Additional information

OECD 209 (2017) - The inhibitory effects of N-(2-hydroxyethyl) dodecanamide on the respiration of activated sludge was assessed in a single key study conducted in accordance with OECD 209. The activated sludge (with sewage feed at a final concentration of 1.5 g/L dry solids) was exposed to the test item under aerobic conditions for a period of 3 hours, after which time the respiration rate of the microorganisms was measured (via oxygen consumption). Three test groups were prepared;

 

a) Blank control vessels (4) were prepared containing activated sludge and synthetic sewage feed.

b) Test item flasks (5) were prepared containing activated sludge, synthetic sewage feed and test item. The test item was added directly to the sludge to achieve nominal concentrations of 10 (1 flask), 100 (1 flask) and 1000 mg/L (3 flasks).
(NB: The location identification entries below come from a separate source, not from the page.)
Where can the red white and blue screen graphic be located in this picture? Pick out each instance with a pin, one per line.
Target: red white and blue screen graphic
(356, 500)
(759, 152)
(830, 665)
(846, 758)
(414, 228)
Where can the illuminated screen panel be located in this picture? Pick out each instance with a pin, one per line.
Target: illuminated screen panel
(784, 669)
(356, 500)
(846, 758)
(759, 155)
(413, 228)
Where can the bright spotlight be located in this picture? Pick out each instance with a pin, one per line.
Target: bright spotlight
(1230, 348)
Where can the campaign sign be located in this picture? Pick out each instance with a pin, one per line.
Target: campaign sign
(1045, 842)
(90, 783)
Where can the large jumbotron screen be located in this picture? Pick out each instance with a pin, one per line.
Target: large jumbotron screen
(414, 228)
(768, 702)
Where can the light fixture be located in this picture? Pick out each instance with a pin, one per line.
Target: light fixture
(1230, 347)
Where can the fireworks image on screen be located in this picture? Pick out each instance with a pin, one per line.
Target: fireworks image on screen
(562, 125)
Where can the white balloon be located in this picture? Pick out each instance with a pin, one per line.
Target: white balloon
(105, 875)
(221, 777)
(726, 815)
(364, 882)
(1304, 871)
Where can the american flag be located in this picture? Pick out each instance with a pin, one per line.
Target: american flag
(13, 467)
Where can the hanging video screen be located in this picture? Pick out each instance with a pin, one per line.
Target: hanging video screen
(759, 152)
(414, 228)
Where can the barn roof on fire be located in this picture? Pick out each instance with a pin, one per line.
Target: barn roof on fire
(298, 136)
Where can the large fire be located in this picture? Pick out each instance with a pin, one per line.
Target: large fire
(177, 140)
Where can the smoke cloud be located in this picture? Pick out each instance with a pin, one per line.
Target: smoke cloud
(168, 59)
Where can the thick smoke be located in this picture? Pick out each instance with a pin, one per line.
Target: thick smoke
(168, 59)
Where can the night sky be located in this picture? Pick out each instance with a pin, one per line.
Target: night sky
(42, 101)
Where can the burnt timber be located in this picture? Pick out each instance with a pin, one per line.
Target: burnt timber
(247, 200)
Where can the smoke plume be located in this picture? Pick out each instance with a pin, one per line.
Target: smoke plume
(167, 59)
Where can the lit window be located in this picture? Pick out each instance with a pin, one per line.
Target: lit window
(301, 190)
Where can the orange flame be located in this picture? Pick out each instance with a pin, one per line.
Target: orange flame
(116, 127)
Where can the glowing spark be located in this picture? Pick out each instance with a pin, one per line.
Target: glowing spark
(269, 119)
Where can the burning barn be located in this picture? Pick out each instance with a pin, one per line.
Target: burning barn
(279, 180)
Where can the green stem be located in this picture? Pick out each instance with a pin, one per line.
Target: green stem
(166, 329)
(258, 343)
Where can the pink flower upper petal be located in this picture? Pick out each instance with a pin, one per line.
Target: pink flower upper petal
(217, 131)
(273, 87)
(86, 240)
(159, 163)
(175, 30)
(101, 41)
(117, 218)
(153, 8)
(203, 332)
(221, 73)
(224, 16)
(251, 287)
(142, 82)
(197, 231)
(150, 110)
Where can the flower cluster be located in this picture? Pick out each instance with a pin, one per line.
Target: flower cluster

c) Reference item flasks (3) were prepared containing activated sludge, synthetic sewage feed and 3,5 -dichlorophenol, a known inhibitor of microbial respiration. The reference item was added directly to the sludge to achieve nominal concentrations of 3.2, 10 and 32 mg/L (1 flask per concentration).

 

Upon preparation, the flasks were incubated aerobically for 3 h after which time the oxygen concentration in the solutions was measured for 3-5 minutes (10 minutes for low O₂consumption in reference item flasks). The respiration rate for each vessel was calculated and resulting inhibitory effects determined as a percentage versus the blank control vessels.

 

At a test concentration of 1000 mg/L, no inhibition of the total respiration rate was observed. The resulting EC₅₀and NOEC values were concluded to be > 1000 and 1000 mg/L, respectively.

 

The guideline validity criteria for the control and reference item vessels were satisfied. The study was therefore classified as acceptable and meets the requirement for Test Guideline OECD 209.